À luz da ciência positivista, estaríamos diante do paradigma da neutralidade científica, do afastamento do objeto de estudo. Entretanto, não pretendendo assumir tal postura mas tentando trazer o tema à ciência, buscou-se, ao longo do desenvolvimento deste trabalho, desde a elaboração do projeto, ter a preocupação de "saber separar as coisas", o que era pessoal, por conta da aproximação com a realidade de alguns eletricitários - e o que realmente afligia a categoria dos eletricitários. Mas, deste desafio se pretende tirar a cientificidade do problema.

Através de um exercício de reflexão contínua e de alguns alertas de outros profissionais e do orientador, esse fato constituiu uma dificuldade que se buscou superar, para que esse esforço trouxesse como resultado um trabalho que mostre as atuais condições de vida e trabalho dos trabalhadores do setor elétrico em Niterói e São Gonçalo, numa realidade diferenciada, que é a do setor totalmente privatizado.

Cabe ressaltar que esta investigação não pretende ser um elemento denunciador de amplo alcance, por ter características próprias ao contexto de sua realização - uma dissertação - e que será disposta em uma biblioteca e, portanto, disponível para um público restrito. Tem-se, portanto, como proposta, trazer essa realidade para a discussão, uma vez que a reestruturação pesquisada é recente e muitas de suas repercussões serão sentidas com o passar do tempo.

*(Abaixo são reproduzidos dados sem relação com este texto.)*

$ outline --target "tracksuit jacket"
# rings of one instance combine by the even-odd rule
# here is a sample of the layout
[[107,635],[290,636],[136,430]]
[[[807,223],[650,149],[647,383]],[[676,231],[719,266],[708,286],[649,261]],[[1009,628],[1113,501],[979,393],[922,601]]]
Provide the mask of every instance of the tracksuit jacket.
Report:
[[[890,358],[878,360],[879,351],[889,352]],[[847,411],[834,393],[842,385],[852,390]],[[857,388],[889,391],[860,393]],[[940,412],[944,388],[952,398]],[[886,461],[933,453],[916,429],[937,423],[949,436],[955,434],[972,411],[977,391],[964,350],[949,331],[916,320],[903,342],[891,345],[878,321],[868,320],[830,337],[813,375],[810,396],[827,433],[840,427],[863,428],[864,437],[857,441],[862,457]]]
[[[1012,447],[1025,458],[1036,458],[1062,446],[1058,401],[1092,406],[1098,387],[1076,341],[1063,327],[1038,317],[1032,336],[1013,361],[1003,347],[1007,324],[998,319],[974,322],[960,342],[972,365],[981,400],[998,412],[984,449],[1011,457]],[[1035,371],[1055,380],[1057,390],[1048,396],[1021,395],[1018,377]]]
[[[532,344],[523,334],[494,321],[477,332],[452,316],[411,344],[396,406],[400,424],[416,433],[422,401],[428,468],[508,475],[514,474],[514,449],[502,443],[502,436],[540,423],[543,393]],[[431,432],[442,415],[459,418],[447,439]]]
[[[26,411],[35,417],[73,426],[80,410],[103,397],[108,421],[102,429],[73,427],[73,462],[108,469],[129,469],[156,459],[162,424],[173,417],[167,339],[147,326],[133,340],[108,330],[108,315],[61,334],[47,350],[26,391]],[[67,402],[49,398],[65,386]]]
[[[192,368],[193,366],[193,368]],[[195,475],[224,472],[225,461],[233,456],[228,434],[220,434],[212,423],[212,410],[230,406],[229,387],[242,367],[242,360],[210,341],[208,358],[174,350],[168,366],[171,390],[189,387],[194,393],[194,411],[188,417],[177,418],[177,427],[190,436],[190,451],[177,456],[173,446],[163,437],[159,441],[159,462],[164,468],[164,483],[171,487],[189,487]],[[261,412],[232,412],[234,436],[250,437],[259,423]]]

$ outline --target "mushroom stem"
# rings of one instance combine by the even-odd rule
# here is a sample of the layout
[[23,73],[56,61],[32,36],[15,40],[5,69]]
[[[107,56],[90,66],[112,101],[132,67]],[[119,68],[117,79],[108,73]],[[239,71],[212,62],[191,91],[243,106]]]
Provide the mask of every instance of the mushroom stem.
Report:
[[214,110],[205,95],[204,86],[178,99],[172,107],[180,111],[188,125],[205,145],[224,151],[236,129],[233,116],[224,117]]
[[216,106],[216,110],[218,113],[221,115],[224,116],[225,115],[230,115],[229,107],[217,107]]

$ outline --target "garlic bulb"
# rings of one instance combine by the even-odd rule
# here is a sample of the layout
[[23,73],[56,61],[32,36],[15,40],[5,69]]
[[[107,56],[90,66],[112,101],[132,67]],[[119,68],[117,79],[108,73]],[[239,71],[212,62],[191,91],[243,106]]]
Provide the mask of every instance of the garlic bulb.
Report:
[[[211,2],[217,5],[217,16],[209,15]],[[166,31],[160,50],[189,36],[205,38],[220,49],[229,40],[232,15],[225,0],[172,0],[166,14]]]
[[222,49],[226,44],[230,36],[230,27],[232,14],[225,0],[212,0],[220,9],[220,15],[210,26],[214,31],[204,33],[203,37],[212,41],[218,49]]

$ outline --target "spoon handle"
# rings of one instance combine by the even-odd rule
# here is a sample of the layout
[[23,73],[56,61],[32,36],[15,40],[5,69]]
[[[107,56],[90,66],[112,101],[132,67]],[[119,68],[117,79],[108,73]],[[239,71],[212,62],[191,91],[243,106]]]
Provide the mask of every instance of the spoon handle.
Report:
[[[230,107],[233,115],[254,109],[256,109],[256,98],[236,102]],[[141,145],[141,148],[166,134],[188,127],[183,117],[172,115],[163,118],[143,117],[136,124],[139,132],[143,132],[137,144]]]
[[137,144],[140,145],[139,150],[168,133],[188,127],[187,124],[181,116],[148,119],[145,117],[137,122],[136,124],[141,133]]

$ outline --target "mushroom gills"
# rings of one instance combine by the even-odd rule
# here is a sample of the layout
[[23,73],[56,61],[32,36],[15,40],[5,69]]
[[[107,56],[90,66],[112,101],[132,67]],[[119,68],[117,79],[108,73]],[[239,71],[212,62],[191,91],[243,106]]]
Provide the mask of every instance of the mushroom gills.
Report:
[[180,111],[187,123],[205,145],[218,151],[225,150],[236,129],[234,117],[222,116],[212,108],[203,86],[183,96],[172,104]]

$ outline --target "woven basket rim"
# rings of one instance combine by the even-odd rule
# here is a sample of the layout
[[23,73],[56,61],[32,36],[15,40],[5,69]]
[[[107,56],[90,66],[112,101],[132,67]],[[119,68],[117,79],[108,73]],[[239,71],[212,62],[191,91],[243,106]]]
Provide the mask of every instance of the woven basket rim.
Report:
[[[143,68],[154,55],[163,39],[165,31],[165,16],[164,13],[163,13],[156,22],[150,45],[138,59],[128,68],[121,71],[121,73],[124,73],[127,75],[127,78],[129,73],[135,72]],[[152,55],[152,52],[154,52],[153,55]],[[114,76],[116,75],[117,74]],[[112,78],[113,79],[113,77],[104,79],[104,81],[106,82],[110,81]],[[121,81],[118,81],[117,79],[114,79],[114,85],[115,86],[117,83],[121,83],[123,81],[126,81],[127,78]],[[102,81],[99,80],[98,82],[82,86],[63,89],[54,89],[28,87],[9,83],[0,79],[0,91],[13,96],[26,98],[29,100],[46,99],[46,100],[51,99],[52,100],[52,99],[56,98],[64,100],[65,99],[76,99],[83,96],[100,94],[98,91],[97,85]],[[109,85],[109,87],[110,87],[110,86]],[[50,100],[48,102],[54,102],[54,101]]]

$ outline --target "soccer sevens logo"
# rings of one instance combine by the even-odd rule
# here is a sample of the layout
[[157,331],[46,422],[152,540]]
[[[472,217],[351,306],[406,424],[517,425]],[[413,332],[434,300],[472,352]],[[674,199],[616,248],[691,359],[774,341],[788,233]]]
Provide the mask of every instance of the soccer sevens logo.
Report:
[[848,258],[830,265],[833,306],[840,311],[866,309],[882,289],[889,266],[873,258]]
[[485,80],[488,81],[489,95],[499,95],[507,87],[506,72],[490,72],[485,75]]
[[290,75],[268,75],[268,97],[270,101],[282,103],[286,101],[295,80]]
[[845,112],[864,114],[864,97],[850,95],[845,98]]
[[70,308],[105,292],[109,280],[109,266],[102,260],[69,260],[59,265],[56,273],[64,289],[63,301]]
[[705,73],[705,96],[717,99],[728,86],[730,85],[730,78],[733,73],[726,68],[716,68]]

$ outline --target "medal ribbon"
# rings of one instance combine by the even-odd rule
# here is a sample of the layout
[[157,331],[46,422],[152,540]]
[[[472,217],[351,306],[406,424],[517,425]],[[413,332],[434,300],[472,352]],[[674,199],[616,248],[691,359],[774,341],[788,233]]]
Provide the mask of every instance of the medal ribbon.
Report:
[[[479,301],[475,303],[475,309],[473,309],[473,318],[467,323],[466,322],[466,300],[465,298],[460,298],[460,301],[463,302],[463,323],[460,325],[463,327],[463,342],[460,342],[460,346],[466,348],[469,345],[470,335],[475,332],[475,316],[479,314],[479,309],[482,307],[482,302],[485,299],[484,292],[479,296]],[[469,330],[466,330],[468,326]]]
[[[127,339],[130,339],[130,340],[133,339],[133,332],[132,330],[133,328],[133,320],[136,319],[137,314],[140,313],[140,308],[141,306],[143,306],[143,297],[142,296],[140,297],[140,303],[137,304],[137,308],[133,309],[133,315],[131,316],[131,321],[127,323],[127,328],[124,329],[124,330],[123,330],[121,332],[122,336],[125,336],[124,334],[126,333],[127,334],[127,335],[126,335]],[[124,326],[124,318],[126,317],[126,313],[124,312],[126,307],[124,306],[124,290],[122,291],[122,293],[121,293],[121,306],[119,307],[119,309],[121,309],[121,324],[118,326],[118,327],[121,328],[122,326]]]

Mas, acima de tudo, apesar de não ser um estudo representativo em termos quantitativos, ele se pretende uma demonstração qualitativa de como esses trabalhadores viveram a privatização e as conseqüências desta sobre suas atuais condições de vida e trabalho. À luz destas problemáticas é que o próximo capítulo, ocupar-se-à dos referenciais teóricos que embasaram a construção e a discussão desta pesquisa.